Eye-Protecting Compounds in Leafy Greens
The spinach and darker leaves in spring mix are rich in lutein and zeaxanthin, two pigments that accumulate in the retina and help filter harmful blue light. Spinach contains roughly 59 to 79 micrograms of lutein per gram of fresh weight, while lettuce varieties range from 10 to 48 micrograms per gram. These compounds are linked to lower rates of age-related macular degeneration, the leading cause of vision loss in older adults. Your body can’t produce lutein or zeaxanthin on its own, so diet is the only way to get them.
Add Fat to Absorb More Nutrients
Vitamins A and K are fat-soluble, meaning your body absorbs them far more effectively when you eat them alongside some dietary fat.

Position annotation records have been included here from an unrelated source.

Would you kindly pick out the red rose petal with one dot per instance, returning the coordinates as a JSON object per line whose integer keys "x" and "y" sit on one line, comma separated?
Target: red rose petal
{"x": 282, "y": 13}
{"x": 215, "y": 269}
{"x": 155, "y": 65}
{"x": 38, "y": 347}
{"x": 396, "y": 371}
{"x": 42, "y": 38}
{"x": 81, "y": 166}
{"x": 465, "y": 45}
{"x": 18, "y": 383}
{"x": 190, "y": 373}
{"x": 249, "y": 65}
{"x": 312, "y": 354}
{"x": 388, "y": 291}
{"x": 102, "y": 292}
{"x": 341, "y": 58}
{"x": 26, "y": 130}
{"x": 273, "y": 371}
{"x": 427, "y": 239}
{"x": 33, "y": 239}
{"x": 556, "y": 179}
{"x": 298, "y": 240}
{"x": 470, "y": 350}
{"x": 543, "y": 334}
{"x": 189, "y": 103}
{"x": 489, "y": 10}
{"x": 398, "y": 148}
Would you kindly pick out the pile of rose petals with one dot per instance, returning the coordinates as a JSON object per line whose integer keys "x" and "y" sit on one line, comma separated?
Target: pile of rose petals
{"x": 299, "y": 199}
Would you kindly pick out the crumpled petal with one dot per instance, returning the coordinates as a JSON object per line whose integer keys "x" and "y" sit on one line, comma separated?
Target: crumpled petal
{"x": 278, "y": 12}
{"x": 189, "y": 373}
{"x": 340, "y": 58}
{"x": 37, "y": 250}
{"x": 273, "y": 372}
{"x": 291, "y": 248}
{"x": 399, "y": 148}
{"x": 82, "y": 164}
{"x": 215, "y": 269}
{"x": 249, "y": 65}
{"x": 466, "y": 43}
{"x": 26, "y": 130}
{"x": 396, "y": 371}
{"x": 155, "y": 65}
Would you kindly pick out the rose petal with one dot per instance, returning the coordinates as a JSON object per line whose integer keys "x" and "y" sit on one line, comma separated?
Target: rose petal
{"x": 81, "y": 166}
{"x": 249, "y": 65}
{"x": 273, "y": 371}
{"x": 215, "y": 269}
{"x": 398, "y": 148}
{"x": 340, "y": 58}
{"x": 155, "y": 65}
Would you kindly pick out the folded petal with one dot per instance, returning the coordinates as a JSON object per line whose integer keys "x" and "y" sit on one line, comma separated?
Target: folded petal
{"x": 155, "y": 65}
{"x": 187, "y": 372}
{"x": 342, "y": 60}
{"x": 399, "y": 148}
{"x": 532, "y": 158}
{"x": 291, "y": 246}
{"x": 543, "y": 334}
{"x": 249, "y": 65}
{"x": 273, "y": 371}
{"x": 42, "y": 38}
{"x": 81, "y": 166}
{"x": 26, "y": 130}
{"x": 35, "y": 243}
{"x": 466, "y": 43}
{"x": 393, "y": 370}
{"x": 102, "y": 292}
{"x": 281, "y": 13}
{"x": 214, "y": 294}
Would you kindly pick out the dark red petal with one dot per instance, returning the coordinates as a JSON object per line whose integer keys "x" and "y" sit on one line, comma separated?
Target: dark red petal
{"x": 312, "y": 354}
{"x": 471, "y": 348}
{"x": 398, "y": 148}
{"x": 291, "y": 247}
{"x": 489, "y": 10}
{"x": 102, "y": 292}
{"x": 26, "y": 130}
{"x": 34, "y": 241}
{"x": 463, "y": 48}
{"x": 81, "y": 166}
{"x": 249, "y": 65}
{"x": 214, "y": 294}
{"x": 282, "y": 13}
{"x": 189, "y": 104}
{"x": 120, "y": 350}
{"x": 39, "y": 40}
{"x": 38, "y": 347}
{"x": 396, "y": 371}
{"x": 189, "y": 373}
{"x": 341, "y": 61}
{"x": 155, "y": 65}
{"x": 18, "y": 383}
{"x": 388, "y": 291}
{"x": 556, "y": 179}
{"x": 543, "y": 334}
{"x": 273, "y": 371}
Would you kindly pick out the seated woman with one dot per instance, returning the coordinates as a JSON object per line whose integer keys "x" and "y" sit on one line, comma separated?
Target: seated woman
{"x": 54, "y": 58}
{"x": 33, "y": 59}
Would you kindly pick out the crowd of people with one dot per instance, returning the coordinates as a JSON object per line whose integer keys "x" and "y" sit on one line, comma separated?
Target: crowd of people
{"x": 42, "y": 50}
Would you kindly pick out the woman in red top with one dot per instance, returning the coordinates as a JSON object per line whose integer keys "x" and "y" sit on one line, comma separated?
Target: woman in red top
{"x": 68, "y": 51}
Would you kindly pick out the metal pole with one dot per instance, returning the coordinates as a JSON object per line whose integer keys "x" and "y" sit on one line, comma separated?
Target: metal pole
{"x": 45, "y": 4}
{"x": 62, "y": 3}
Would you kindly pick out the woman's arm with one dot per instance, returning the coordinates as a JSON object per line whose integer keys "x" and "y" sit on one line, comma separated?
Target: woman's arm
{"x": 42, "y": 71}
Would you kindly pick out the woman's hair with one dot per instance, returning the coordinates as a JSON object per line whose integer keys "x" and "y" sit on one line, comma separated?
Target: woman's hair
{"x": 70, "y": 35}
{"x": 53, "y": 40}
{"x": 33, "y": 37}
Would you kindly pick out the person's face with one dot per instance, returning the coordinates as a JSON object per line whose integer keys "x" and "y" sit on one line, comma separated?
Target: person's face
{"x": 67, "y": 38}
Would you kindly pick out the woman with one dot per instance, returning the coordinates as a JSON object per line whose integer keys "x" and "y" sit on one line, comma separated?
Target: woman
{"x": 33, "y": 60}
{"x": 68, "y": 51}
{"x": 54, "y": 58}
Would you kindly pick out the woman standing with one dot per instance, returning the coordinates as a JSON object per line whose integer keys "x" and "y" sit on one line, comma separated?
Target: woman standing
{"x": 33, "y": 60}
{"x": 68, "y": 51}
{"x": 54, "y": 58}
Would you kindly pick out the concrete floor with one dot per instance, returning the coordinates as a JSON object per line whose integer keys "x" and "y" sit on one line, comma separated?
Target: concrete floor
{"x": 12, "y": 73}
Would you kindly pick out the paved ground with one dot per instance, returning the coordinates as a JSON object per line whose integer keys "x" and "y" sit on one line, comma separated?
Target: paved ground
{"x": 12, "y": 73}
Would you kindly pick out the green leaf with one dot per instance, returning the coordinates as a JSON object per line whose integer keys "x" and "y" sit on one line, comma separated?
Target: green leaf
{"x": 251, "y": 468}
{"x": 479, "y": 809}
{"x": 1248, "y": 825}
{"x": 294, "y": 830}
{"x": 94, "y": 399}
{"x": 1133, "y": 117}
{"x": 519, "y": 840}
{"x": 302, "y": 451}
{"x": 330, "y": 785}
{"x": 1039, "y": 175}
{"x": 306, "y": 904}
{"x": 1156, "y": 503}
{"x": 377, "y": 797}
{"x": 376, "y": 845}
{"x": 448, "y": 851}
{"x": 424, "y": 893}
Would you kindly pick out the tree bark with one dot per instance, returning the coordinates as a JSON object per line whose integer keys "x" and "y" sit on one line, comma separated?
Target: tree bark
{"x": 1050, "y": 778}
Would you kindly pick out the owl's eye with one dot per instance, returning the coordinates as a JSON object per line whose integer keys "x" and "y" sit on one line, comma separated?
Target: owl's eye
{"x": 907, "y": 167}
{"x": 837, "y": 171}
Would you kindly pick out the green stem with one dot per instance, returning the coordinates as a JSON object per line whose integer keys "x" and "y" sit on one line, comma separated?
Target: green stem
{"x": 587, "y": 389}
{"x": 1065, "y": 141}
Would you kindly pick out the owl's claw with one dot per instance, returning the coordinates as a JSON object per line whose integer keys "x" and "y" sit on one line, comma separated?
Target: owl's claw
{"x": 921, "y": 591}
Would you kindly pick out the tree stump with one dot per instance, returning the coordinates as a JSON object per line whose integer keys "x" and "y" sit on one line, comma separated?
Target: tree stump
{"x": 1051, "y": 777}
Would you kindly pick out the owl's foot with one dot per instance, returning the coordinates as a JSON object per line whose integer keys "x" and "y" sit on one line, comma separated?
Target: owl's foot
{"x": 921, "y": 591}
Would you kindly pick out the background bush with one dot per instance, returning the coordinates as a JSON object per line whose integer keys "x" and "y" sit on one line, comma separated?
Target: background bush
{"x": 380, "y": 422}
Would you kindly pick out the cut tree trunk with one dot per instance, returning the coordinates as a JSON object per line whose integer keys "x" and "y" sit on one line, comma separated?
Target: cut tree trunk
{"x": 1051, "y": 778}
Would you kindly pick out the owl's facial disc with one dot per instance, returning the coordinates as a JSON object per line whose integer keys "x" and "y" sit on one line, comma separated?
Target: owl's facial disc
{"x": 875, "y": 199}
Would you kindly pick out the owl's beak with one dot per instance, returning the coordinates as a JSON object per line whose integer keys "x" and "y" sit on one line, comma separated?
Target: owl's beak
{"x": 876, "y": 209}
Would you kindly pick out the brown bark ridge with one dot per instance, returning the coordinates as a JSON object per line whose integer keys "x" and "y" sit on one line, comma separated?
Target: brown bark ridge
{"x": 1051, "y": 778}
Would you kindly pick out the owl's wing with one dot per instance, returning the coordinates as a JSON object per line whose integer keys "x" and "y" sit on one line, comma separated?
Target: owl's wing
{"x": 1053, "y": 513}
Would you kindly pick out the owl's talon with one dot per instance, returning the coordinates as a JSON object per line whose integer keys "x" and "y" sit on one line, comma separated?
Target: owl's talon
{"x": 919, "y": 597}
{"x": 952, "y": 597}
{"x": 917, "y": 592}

The same goes for lutein and other carotenoids. Research from Purdue University found that absorption of carotenoids and fat-soluble vitamins increased linearly as more oil was added to salad vegetables, with absorption highest at about 32 grams (roughly two tablespoons) of oil. Even a smaller drizzle of olive oil, a handful of nuts, or half an avocado makes a meaningful difference. Eating spring mix completely dry or with a fat-free dressing means you’re leaving a significant share of its nutrients on the table.
Kidney Stone Risk From Oxalates
If you’ve had calcium oxalate kidney stones, spring mix deserves a closer look. Spinach and chard, both common ingredients in the blend, are among the highest-oxalate foods in the human diet. A normal portion of spinach (50 to 100 grams) delivers 500 to 1,000 milligrams of dietary oxalate, which significantly increases oxalate levels in urine. Clinical guidelines for people prone to kidney stones list spinach, chard, and beets in the “avoid” category.
For most people without a history of kidney stones, the oxalate content in a serving of spring mix isn’t a concern. But if you eat large salads daily and have a personal or family history of stones, switching to a lower-oxalate base like romaine or butter lettuce is a simple way to reduce your risk.
Vitamin K and Blood Thinners
Spring mix is a meaningful source of vitamin K, which plays a central role in blood clotting. If you take warfarin, you may have been told to avoid vitamin K-rich foods. That advice is now considered outdated. Current guidance from clinical pharmacology research emphasizes consistency rather than avoidance: the most important thing is to keep your dietary pattern stable and let your doctor know if you plan to make significant changes. Suddenly adding or dropping large amounts of leafy greens can shift how the medication works, but eating a consistent amount each week is perfectly manageable with the right dose adjustment.
Food Safety Worth Knowing About
Pre-washed salad greens are convenient, but leafy greens are one of the most common sources of foodborne illness in the United States. CDC data spanning 1998 through 2022 shows that over 85% of E. coli O157 illnesses were linked to just two food categories, and leafy greens were one of them. Leafy greens also contribute to a significant share of Listeria cases.
That doesn’t mean you should stop eating spring mix. It does mean handling it properly matters. Keep it refrigerated at or below 40°F, check the expiration date, and toss any leaves that look slimy or smell off. If you’re immunocompromised, pregnant, or elderly, the risk from pre-packaged greens is higher, and some people in those groups choose to eat only cooked greens during high-risk periods.
How Spring Mix Compares to Other Greens
Spring mix sits in a useful middle ground. It’s more nutritious than iceberg lettuce, which is mostly water with minimal vitamin content. It’s slightly less nutrient-dense than eating pure spinach or kale by weight, but the trade-off is a milder flavor and more varied nutrient profile. The mix of different greens means you’re getting a broader range of phytonutrients than you would from any single leaf.
If you find kale too bitter or spinach too monotonous, spring mix is an easy way to eat a variety of greens without thinking about it. The best salad green is whichever one you’ll actually eat consistently, and for many people, spring mix hits that sweet spot of nutrition, taste, and convenience.